Choose work item types

Pick the work item types that match how your teams plan and deliver work. Map project-level work (Features, Epics) to team-level work (User Stories, Issues, PBIs) and let teams break work into Tasks.

Recommendations:

  • Use Feature to represent customer-facing deliverables.
  • Use User Story / Issue / Product Backlog Item for team-scoped work depending on your process.
  • Use Task for developer work that fits within a sprint.
  • Agree how teams handle Bugs (as backlog items or as development work).

More information:

Create and maintain your product plan

Use the Features backlog as your product plan. Have project managers prioritize and refine features; let development teams decompose features into requirements and tasks.

Recommendations:

  • Keep the Features backlog in priority order.
  • Break features into sized requirements that teams can complete within sprints.
  • Review and refine backlogs regularly (backlog grooming / refinement).

Features backlog

Project managers create and prioritize features in the Features backlog. Each feature should represent a shippable capability.

Screenshot showing a features backlog.

Product backlog

Teams add User Stories (or equivalent) to the product backlog, size them for a sprint, and map them to parent Features.

Screenshot showing a product backlog with user stories.

Recommendations:

  • Size stories so a team can finish them in a single sprint.
  • Keep acceptance criteria and the definition of done clear.
  • Map unparented work to the appropriate Feature.

More information:

Forecasting and milestone planning

Use the Forecast tool and team velocity to estimate when features might ship. Forecast requires estimates (Story Points, Effort, or Size) on requirements.
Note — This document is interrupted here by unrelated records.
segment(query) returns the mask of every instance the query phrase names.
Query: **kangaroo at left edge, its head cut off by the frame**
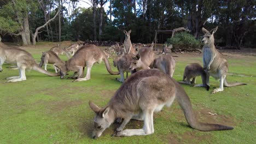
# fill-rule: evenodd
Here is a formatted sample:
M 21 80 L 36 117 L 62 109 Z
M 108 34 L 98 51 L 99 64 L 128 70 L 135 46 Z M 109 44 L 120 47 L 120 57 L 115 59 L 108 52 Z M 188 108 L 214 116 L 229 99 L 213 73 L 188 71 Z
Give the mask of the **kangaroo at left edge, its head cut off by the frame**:
M 40 73 L 49 76 L 59 76 L 59 74 L 53 74 L 40 68 L 30 53 L 25 50 L 16 47 L 10 47 L 3 44 L 0 41 L 0 72 L 2 72 L 2 65 L 4 62 L 17 65 L 20 71 L 20 76 L 7 77 L 7 82 L 16 82 L 26 80 L 25 70 L 36 70 Z

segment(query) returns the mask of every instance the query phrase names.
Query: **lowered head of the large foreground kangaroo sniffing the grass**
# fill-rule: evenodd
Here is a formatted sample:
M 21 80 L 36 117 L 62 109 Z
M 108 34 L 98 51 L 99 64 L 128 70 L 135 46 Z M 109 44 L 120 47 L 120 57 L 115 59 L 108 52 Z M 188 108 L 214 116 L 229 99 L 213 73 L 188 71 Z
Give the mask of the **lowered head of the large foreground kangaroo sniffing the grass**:
M 92 131 L 92 138 L 97 139 L 101 136 L 103 131 L 114 122 L 114 117 L 109 115 L 109 106 L 100 108 L 96 104 L 92 103 L 92 101 L 89 101 L 89 106 L 91 107 L 92 111 L 96 113 L 96 116 L 94 117 L 94 130 Z

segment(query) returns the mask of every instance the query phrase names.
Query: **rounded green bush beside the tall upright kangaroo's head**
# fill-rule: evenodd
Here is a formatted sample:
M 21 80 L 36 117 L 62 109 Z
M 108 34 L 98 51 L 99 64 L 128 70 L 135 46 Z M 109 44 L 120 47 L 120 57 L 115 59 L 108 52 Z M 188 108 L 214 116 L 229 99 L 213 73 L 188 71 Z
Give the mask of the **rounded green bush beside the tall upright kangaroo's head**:
M 174 49 L 200 49 L 201 43 L 199 40 L 196 40 L 193 35 L 187 32 L 181 32 L 174 34 L 173 38 L 167 39 L 168 44 L 172 44 Z

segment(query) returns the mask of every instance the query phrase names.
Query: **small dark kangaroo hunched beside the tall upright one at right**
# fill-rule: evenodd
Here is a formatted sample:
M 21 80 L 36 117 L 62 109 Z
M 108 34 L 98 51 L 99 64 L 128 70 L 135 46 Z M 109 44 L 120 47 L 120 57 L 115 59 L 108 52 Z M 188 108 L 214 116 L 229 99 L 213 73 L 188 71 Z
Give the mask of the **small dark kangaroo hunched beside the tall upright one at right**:
M 202 85 L 195 85 L 194 87 L 206 87 L 209 91 L 209 86 L 206 84 L 206 73 L 205 70 L 199 63 L 191 63 L 185 67 L 183 80 L 179 83 L 190 85 L 190 83 L 196 83 L 196 76 L 201 76 Z M 192 79 L 192 81 L 190 81 Z

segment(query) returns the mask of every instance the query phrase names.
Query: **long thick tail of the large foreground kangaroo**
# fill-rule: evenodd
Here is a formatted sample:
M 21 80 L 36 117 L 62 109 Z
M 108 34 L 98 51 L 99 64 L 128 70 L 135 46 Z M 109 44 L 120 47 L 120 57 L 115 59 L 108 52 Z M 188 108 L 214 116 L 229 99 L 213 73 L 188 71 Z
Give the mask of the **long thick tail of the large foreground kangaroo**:
M 213 130 L 231 130 L 232 127 L 222 125 L 222 124 L 211 124 L 211 123 L 201 123 L 197 121 L 197 118 L 194 114 L 190 99 L 185 93 L 184 89 L 176 83 L 176 97 L 179 105 L 182 107 L 185 118 L 191 128 L 201 130 L 201 131 L 213 131 Z

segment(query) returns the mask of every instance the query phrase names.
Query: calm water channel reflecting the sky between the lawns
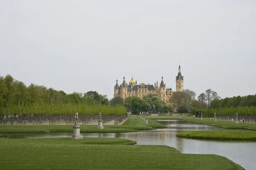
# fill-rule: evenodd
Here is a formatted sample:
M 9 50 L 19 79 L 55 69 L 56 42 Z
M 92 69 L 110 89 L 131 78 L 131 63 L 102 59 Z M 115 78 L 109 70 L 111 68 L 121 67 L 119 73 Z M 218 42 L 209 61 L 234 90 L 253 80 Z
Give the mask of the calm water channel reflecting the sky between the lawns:
M 182 139 L 177 133 L 192 130 L 225 130 L 221 127 L 202 125 L 179 120 L 157 120 L 167 126 L 165 129 L 144 130 L 135 133 L 81 133 L 83 137 L 124 138 L 136 141 L 137 144 L 167 145 L 175 147 L 180 153 L 216 154 L 240 164 L 246 170 L 256 170 L 256 142 L 210 141 Z M 7 138 L 52 138 L 70 137 L 73 133 L 23 133 L 2 134 Z M 214 162 L 209 162 L 214 163 Z

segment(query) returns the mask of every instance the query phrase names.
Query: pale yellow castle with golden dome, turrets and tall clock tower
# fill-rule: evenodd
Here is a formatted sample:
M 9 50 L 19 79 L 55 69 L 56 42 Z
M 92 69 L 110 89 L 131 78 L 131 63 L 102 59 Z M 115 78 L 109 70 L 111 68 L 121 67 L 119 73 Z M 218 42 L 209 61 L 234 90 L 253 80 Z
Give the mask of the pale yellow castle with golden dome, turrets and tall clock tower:
M 176 91 L 183 91 L 183 76 L 181 75 L 181 69 L 179 65 L 179 72 L 176 76 Z M 118 81 L 116 79 L 116 85 L 114 86 L 114 98 L 121 97 L 125 99 L 126 97 L 137 96 L 140 99 L 143 96 L 147 96 L 148 94 L 156 94 L 159 99 L 169 104 L 169 99 L 172 97 L 173 91 L 172 88 L 166 89 L 166 84 L 163 82 L 163 76 L 160 85 L 157 83 L 152 84 L 137 84 L 137 80 L 134 81 L 131 76 L 131 80 L 129 84 L 125 82 L 125 77 L 123 78 L 122 84 L 118 85 Z

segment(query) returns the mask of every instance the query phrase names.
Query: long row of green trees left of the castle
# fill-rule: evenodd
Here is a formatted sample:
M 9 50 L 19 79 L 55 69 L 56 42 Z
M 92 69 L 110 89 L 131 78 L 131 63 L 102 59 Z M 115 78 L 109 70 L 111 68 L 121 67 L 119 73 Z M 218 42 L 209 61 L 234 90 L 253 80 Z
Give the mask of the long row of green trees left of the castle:
M 109 106 L 107 96 L 96 91 L 66 94 L 64 91 L 57 91 L 44 85 L 31 83 L 26 86 L 9 74 L 5 77 L 0 76 L 0 114 L 68 114 L 78 108 L 81 108 L 81 113 L 84 114 L 98 113 L 101 109 L 105 109 L 109 114 L 125 112 L 124 106 L 116 106 L 117 110 L 113 109 L 113 106 Z M 103 111 L 102 113 L 104 114 Z

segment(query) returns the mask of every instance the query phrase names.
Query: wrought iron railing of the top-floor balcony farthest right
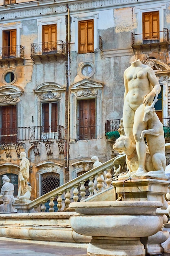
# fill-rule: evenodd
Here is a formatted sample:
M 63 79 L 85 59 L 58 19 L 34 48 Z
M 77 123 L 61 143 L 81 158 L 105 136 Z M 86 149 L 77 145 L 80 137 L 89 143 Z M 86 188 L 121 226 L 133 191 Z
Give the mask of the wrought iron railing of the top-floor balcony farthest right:
M 169 42 L 169 30 L 164 28 L 163 31 L 145 33 L 145 34 L 132 34 L 132 46 L 141 44 L 151 44 L 151 43 L 163 43 Z

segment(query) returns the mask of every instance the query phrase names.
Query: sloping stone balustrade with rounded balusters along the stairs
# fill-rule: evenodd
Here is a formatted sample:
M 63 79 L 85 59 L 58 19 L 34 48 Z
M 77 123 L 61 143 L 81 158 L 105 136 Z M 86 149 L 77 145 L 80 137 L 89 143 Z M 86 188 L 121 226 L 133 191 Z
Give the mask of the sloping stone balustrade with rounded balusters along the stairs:
M 101 175 L 103 174 L 104 171 L 106 171 L 106 188 L 110 188 L 110 184 L 112 181 L 112 166 L 113 166 L 113 161 L 115 158 L 110 159 L 109 161 L 105 162 L 104 164 L 101 164 L 100 166 L 91 169 L 90 171 L 87 171 L 86 173 L 80 175 L 79 177 L 76 177 L 75 179 L 67 182 L 66 184 L 53 189 L 49 193 L 46 193 L 45 195 L 40 196 L 39 198 L 33 200 L 28 204 L 29 209 L 33 209 L 36 207 L 39 207 L 41 205 L 41 211 L 44 212 L 46 211 L 46 206 L 45 203 L 50 200 L 49 202 L 49 212 L 54 211 L 54 199 L 57 197 L 57 208 L 58 211 L 61 211 L 63 209 L 64 205 L 64 210 L 66 210 L 69 207 L 69 204 L 71 202 L 71 195 L 73 195 L 73 201 L 77 202 L 79 200 L 79 191 L 78 187 L 80 186 L 80 201 L 85 200 L 85 195 L 86 195 L 86 187 L 84 186 L 84 183 L 89 180 L 88 186 L 89 186 L 89 195 L 88 197 L 93 196 L 93 179 L 95 175 L 98 175 L 97 177 L 97 188 L 98 188 L 98 193 L 102 191 L 102 177 Z M 105 189 L 106 189 L 105 188 Z M 63 200 L 62 196 L 65 194 L 65 199 Z M 63 202 L 64 201 L 64 202 Z

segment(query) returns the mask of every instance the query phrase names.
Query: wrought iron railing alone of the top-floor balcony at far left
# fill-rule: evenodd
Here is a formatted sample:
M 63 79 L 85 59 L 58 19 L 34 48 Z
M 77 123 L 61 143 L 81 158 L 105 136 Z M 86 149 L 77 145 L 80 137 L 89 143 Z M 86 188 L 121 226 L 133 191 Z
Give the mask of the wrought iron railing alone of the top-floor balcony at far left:
M 24 46 L 13 45 L 0 47 L 0 59 L 24 58 Z

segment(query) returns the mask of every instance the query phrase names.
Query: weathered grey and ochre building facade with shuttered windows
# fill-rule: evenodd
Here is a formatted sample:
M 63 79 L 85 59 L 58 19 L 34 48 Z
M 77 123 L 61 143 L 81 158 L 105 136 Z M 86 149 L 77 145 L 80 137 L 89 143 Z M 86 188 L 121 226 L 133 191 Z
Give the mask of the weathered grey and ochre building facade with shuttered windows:
M 33 199 L 110 159 L 105 123 L 135 58 L 157 74 L 166 126 L 169 28 L 167 0 L 0 0 L 0 175 L 18 189 L 24 150 Z

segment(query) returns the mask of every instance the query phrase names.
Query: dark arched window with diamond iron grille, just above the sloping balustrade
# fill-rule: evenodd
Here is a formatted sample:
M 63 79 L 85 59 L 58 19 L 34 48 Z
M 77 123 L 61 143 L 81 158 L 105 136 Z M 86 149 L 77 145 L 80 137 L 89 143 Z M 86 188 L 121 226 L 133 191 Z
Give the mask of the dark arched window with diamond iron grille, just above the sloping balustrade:
M 43 173 L 41 177 L 41 195 L 60 186 L 60 174 L 58 173 Z

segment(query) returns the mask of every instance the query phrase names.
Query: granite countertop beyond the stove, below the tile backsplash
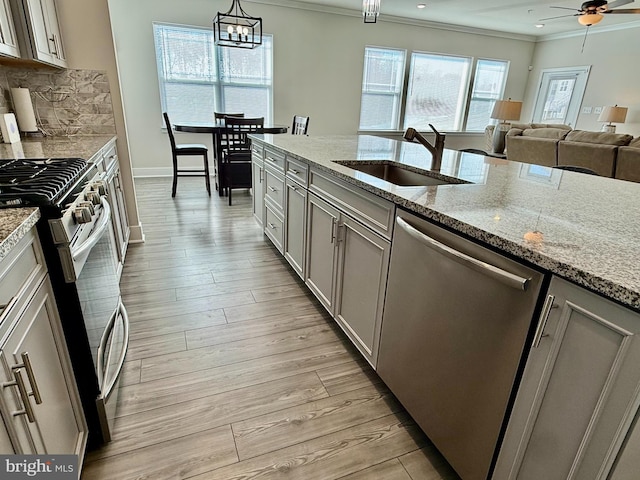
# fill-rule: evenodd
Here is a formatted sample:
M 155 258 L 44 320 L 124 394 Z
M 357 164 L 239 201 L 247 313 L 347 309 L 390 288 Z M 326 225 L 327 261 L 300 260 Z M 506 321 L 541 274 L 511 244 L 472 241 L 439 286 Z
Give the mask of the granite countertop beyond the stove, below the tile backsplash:
M 19 143 L 0 143 L 0 159 L 73 157 L 88 161 L 115 138 L 113 135 L 31 137 Z

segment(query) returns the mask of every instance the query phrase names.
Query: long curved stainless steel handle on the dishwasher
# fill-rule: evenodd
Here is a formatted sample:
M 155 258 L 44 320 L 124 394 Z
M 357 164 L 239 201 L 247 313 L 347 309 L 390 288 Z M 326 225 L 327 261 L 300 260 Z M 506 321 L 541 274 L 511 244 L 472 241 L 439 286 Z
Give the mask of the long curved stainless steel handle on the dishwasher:
M 472 270 L 475 270 L 476 272 L 480 272 L 483 275 L 487 275 L 495 280 L 498 280 L 499 282 L 504 283 L 511 288 L 522 291 L 525 291 L 527 289 L 530 281 L 529 278 L 523 278 L 511 272 L 507 272 L 506 270 L 498 268 L 495 265 L 483 262 L 482 260 L 478 260 L 477 258 L 471 257 L 443 243 L 440 243 L 437 240 L 422 233 L 420 230 L 415 228 L 413 225 L 410 225 L 399 216 L 396 217 L 396 223 L 412 238 L 418 240 L 423 245 L 441 253 L 442 255 L 445 255 L 455 260 L 456 262 L 468 268 L 471 268 Z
If you prefer simple forecasting by count, assign estimate = 1 for each requirement.

Recommendations:

  • Establish a consistent estimation approach across teams that feed a common product plan.
  • Use Forecast to model several sprints ahead and validate assumptions.

Screenshot showing a forecast of a product backlog with velocity settings.

Manage dependencies

Track cross-team dependencies using Predecessor/Successor links and by surfacing dependencies in Delivery Plans.

Recommendations:

  • Tag dependent work with a consistent tag (for example, dependency) for quick queries.
  • Use Predecessor/Successor link types to capture formal dependencies.
  • Visualize dependencies in Delivery Plans or use query-based reports to triage blocking items.

Screenshot showing dependency lines between linked work items.

More information:

Note

Marketplace extensions (for example, Work Item Visualization) can help visualize relationships but aren't product-supported features by the Azure Boards product team.

Work in sprints

Use the sprint backlog and Taskboard to plan and deliver sprint work. Update statuses daily so burndown and progress charts remain accurate.

Recommendations:

  • Plan each sprint with the team and define a sprint goal.
  • Ensure work items assigned to the sprint have clear scope and acceptance criteria.
  • Update remaining work and status throughout the sprint.
  • Monitor the Sprint burndown chart to spot scope creep or blockers.

Screenshot showing an Analytics Sprint burndown chart.

More information:

Review progress and delivery

Use the Features board, rollup columns on the Features backlog, and Delivery Plans to review progress across teams.

Recommendations:

  • Add rollup progress or totals to the Features backlog to monitor completion at a glance.
  • Customize Features board columns to match your delivery lifecycle (for example: Research, On Deck, In Progress, Customer Rollout).
  • Use Delivery Plans to coordinate cross-team dates and dependencies.

Screenshot showing a customized Features board with multiple columns.

More information:

Process improvement

Make continuous improvement part of your cadence. Use retrospectives, velocity charts, and dashboards to identify improvements and track progress.

Recommendations:

  • Hold regular retrospectives and capture improvement actions.
  • Use velocity and completed work metrics to validate estimation approaches.
  • Track improvement work on a dedicated board or backlog.

Screenshot showing an example team Velocity chart.